NT : Le FRAPRU, ça a été la première ouverture du Comité sur le Québec, sur les luttes nationales. Ça a permis de prendre en charge les revendications qu’on avait au niveau du développement du logement social. Pour nous, le FRAPRU, c’est comme un haut-parleur. Seuls, on peut bien crier, mais il n’y a personne qui nous entend !
DG : Un regroupement, ça permet de voir que nos problèmes ne sont pas isolés et ça nous donne une force collective. Qui a fait ressortir la crise du logement à la grandeur du Québec ? Le FRAPRU, ça nous permet aussi d’avoir une meilleure connaissance de ce qui se fait ailleurs.
Après ces nombreuses luttes et ces victoires, force est de constater qu’il reste encore du travail à faire... Quels sont les défis des prochaines années ?
DG : Au niveau local, il y a encore plusieurs dossiers d’aménagement urbain. On ne peut pas juste revendiquer des logements de qualité si le reste du quartier n’est pas vivable, d’où l’importance du travail sur l’amélioration des parcs, le verdissement, la circulation. Actuellement, on mobilise des citoyens et citoyennes de divers horizons autour de ces enjeux.
La lutte à la pauvreté reste aussi un enjeu majeur, dans le quartier, comme dans le reste de la province. Notre manière à nous de lutter contre la pauvreté, c’est de travailler sur les questions de logement. Cependant, dans les dernières années, nos militants et militantes se sentaient très interpellés par des revendications comme la hausse du salaire minimum et l’indexation de l’aide sociale. C’est pour ça que nous participons à des coalitions régionales où on peut articuler les différentes revendications. Le défi à travers tout ça, c’est de rester près des besoins et des enjeux locaux, tout en s’impliquant dans des réseaux plus larges.
Sur le logement, il y a eu une évolution et il faut aller sur tous les fronts, principalement dans les quartiers du centre-ville. La lutte, c’est de garder des logements de qualité et accessibles pour les gens. Il faut continuer d’être vigilant pour obtenir un meilleur encadrement du marché privé. Parallèlement à cela, le Comité continue de mettre sur pied des projets de coopératives et là, le défi, dans Saint-Sauveur comme dans les autres quartiers centraux, c’est qu’il n’y a plus beaucoup de terrains vacants et de bâtisses à recycler. Les villes vont devoir faire des choix et prioriser certains types de projets plutôt que d’autres. C’est un enjeu important. Il faudra recommencer à faire des projets d’achat et de rénovation. Pour cela, ça nous prendra la création de programmes adaptés par Québec.

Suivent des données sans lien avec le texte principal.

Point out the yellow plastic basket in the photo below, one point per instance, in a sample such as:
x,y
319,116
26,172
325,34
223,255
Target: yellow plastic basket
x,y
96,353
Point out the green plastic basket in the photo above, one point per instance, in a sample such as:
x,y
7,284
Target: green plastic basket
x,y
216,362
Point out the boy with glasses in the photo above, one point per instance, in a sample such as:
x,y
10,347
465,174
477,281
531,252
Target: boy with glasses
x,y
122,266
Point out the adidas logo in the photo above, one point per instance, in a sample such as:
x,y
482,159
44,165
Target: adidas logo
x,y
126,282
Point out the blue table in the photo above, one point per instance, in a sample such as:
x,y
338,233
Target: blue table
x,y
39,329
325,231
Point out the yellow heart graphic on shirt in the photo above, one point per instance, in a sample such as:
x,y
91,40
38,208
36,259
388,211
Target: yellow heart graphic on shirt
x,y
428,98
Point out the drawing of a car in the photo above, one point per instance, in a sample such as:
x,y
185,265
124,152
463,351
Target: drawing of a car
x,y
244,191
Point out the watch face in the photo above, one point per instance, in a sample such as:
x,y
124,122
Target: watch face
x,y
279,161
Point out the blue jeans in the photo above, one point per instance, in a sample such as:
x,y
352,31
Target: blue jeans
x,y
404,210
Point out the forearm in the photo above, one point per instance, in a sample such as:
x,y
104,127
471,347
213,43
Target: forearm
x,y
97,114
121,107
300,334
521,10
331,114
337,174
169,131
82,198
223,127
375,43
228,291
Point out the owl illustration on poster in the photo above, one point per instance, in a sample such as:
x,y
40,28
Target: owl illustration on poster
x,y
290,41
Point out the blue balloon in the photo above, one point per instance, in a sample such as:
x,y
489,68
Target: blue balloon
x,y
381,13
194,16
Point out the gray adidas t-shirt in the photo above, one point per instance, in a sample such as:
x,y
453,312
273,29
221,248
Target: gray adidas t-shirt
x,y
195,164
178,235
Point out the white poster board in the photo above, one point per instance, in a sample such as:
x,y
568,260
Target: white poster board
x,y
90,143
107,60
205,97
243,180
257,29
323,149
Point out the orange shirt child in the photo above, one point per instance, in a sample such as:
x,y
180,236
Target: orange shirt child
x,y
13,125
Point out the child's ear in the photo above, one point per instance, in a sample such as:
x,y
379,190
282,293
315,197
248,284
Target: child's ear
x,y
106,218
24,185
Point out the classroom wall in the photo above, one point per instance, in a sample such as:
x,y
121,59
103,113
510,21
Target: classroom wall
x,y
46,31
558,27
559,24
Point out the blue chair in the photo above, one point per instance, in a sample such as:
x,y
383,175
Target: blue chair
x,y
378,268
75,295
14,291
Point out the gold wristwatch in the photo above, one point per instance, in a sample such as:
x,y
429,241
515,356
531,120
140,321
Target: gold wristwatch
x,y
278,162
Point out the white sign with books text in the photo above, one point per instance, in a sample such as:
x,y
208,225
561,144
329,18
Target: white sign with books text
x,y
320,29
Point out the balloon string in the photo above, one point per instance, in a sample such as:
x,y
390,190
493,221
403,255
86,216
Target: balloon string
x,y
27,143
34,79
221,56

Et au niveau de la démocratie municipale, il reste quelques défis ?
DG : Oh oui ! De façon générale, pour un comité de quartier comme le nôtre, un enjeu important, c’est celui de la participation citoyenne. Parfois, les mesures administratives freinent les initiatives communautaires. Je pense qu’il va falloir décentraliser le pouvoir pour encourager les projets locaux.